Division of Neurology, Department of Clinical Neurosciences, Cumming School of Medicine, University of Calgary, Calgary, Alberta, Canada.
Divsion of Cardiology, Department of Cardiac Sciences, Libin Cardiovascular Institute, Cumming School of Medicine, University of Calgary, Calgary, Alberta, Canada.
J Med Case Rep. 2022 Jun 25;16(1):248. doi: 10.1186/s13256-022-03437-0.
Hereditary transthyretin amyloidosis is an uncommon multisystem disorder caused by mutation of the transthyretin protein, leading to peripheral neuropathy often with autonomic features, cardiomyopathy, or a mixed phenotype. Multiple other organ systems can be involved with ophthalmologic, renal, hematologic, gastrointestinal, and/or genitourinary symptoms and signs. This often results in assessments by multiple specialists and significant delays before the diagnosis is recognized. With the recent advent of potentially lifesaving therapies, early diagnosis has become even more important. Our case highlights the protean aspects of this disease as well as the difficulty of making this diagnosis, especially in the absence of a clear family history.
We report the case of a 64-year-old man of East-Asian descent who presented with diarrhea, mild anemia, and symptoms of peripheral neuropathy. Numerous investigations and specialist evaluations did not identify a cause. Progression of neurologic symptoms and the development of new hematologic abnormalities ultimately led to consideration of hereditary transthyretin amyloidosis. The diagnosis was confirmed after re-examining previously acquired gastrointestinal biopsies and pursuing genetic testing, which confirmed a pathogenic mutation in the transthyretin gene. He was subsequently started on a novel gene-silencing therapy. On clinical follow-up 8 months after initiation of therapy, the patient described stabilization of previously progressive numbness, weakness, and weight loss with an unchanged neurologic examination and stable repeat electrophysiologic testing.
Hereditary transthyretin amyloidosis is a challenging disease to recognize in early stages owing to its multisystem and nonspecific manifestations. Recent approval of novel therapies highlights the importance of early diagnosis before irreversible organ damage occurs.
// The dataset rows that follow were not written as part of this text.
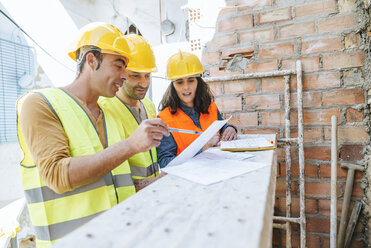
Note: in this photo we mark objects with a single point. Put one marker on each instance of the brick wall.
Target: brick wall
(327, 37)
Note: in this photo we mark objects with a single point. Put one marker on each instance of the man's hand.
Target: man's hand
(142, 183)
(212, 142)
(229, 134)
(148, 134)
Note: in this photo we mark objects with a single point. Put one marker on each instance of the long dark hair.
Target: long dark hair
(202, 100)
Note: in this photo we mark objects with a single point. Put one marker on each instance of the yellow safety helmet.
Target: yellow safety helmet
(142, 57)
(183, 64)
(104, 36)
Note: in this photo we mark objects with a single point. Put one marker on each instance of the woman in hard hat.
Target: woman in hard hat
(188, 104)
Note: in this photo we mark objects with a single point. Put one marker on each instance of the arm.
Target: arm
(87, 169)
(48, 145)
(228, 131)
(166, 151)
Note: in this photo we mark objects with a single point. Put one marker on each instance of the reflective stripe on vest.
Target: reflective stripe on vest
(144, 164)
(183, 121)
(54, 215)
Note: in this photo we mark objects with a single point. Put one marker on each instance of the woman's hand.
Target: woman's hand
(212, 142)
(229, 134)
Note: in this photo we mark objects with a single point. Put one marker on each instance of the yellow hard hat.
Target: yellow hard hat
(104, 36)
(142, 57)
(183, 64)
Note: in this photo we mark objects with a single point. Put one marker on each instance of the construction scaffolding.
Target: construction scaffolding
(288, 142)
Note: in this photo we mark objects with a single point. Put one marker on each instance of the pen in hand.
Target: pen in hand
(177, 130)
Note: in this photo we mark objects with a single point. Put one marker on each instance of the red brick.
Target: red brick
(261, 67)
(262, 102)
(273, 84)
(318, 225)
(317, 189)
(317, 152)
(311, 134)
(353, 40)
(215, 71)
(260, 35)
(216, 88)
(210, 58)
(310, 99)
(325, 171)
(310, 205)
(320, 116)
(276, 50)
(245, 119)
(220, 41)
(236, 23)
(277, 118)
(310, 170)
(315, 8)
(325, 45)
(229, 104)
(357, 191)
(356, 243)
(252, 4)
(276, 240)
(247, 51)
(281, 153)
(226, 12)
(324, 206)
(351, 134)
(354, 115)
(343, 60)
(351, 152)
(243, 86)
(308, 64)
(321, 80)
(296, 30)
(343, 97)
(274, 16)
(281, 188)
(336, 23)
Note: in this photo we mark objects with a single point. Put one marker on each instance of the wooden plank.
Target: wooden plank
(173, 212)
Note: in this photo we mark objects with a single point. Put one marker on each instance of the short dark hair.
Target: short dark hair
(81, 61)
(204, 97)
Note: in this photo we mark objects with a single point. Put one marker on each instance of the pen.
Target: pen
(177, 130)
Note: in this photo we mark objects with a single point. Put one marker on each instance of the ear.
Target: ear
(91, 61)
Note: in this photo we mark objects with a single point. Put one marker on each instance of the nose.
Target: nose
(124, 74)
(143, 81)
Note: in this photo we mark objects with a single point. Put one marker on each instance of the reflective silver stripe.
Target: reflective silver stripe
(144, 171)
(123, 180)
(44, 193)
(59, 230)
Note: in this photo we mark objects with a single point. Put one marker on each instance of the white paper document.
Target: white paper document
(196, 145)
(257, 143)
(209, 167)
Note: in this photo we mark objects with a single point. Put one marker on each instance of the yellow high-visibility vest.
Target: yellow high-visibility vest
(54, 215)
(144, 164)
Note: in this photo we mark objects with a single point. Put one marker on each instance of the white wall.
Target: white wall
(10, 180)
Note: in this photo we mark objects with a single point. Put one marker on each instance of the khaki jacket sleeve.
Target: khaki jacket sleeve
(48, 144)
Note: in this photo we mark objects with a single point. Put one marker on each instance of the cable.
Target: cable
(10, 19)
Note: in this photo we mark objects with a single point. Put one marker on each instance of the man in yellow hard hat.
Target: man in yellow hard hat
(131, 107)
(74, 165)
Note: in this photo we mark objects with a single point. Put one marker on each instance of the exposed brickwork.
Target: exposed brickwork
(235, 23)
(315, 8)
(325, 36)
遗传性转甲状腺素蛋白淀粉样变性是一种罕见的多系统疾病,由转甲状腺素蛋白的突变引起,常导致周围神经病变,伴有自主神经特征、心肌病或混合表型。多个其他器官系统可能会受到影响,出现眼科、肾脏、血液、胃肠道和/或泌尿生殖系统的症状和体征。这通常会导致多个专科医生进行评估,并在诊断得到确认之前出现显著的延迟。随着最近可能挽救生命的治疗方法的出现,早期诊断变得更加重要。我们的病例突出了这种疾病的多形性,以及在没有明确家族史的情况下做出这种诊断的困难。
我们报告了一例 64 岁的东亚裔男性,他因腹泻、轻度贫血和周围神经病变症状就诊。大量的检查和专科医生评估未能确定病因。神经症状的进展和新的血液学异常的出现最终导致考虑遗传性转甲状腺素蛋白淀粉样变性。在重新检查先前获得的胃肠道活检并进行基因检测后,诊断得到了确认,该检测证实了转甲状腺素蛋白基因的致病性突变。随后,他开始接受一种新型基因沉默治疗。在开始治疗后 8 个月的临床随访中,患者描述先前进行性麻木、无力和体重减轻的情况稳定,神经检查无变化,重复电生理检查稳定。
由于遗传性转甲状腺素蛋白淀粉样变性具有多系统和非特异性表现,因此在早期识别具有挑战性。最近批准的新型治疗方法强调了在不可逆器官损伤发生之前进行早期诊断的重要性。